El término “phalera”, de origen griego, fue usado por los romanos para designar cosas diferentes, aunque vinculadas entre sí, en tanto en cuanto sirve para definir objetos metálicos ornamentales relacionados con el ejército. Se trata pues de un vocablo polivalente, que hace referencia al disco metálico decorado con diferentes motivos y ornamentaciones iconográficas, del que se pueden sintetizar dos funciones básicas. Una de ellas formando parte de las guarniciones de los caballos, bien como simples objetos decorativos pendiendo de las guarniciones, o sirviendo como piezas de unión de las correas que forman los arreos.
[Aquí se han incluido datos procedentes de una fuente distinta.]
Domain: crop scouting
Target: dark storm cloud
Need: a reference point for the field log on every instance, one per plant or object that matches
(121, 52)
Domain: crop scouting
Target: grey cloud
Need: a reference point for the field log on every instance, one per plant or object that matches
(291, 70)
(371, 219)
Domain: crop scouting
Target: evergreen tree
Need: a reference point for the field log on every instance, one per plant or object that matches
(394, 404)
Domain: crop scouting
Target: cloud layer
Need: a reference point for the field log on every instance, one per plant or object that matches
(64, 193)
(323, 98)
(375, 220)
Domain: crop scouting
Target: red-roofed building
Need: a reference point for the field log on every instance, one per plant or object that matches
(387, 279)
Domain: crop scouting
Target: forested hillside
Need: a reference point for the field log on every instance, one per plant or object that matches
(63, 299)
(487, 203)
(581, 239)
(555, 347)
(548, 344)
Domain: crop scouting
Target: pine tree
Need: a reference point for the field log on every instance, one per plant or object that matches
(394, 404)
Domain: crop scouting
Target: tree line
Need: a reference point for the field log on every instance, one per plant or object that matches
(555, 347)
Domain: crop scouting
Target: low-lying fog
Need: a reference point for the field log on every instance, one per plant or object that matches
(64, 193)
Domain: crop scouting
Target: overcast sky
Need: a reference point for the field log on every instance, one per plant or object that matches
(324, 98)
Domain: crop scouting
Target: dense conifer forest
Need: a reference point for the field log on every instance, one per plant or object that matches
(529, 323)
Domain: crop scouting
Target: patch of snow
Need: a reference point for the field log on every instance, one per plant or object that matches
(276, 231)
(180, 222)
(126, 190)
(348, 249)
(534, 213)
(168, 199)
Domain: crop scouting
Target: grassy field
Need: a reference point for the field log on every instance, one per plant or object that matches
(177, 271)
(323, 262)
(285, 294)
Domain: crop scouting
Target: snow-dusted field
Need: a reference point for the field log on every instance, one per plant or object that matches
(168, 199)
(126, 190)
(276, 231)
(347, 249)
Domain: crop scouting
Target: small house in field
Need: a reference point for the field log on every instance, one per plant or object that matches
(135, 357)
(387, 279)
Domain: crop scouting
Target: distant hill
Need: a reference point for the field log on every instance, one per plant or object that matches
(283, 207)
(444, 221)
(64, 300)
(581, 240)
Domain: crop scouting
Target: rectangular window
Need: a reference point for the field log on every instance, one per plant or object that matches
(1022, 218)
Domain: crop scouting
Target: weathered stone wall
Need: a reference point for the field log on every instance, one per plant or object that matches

Otra de sus funciones era la de servir como condecoraciones militares. Tampoco debemos olvidar que el nombre también se le aplicó a una joya femenina, que por llevarse colgada del cuello, recordaba el aspecto de las phalerae.

En concreto, la utilidad de la pieza que nos ocupa parece estar relacionada con el complejo mundo de las condecoraciones militares, “dona militaria”.

Las “phalerae” aparecen mencionadas en muchas inscripciones, y decorando monumentos funerarios, junto a otras condecoraciones como las coronas y los brazaletes. Sin embargo, aun no fue posible determinar con exactitud el rango que ocupaban entre el resto de las condecoraciones, ni en qué circunstancias concretas se concedían. No obstante, parece admitido que les eran otorgadas a los simples soldados y a otros militares hasta el grado de centurión.

Ésta fue encontrada en la Cidá do Castro de San Millán en Cualedro. Se trata de una placa cuadrangular de bronce, con cuatro argollas circulares en los ángulos, unidaentre sí mediante cuatro pares de arquitos en forma de herradura, que servían para pasar las correas. En la parte central, el disco toma forma antropomórfica, decorado con un mascarón femenino en rígida disposición frontal, de rasgos esquemáticos, con un peinado de grandes ondas longitudinales y tocado por un velo.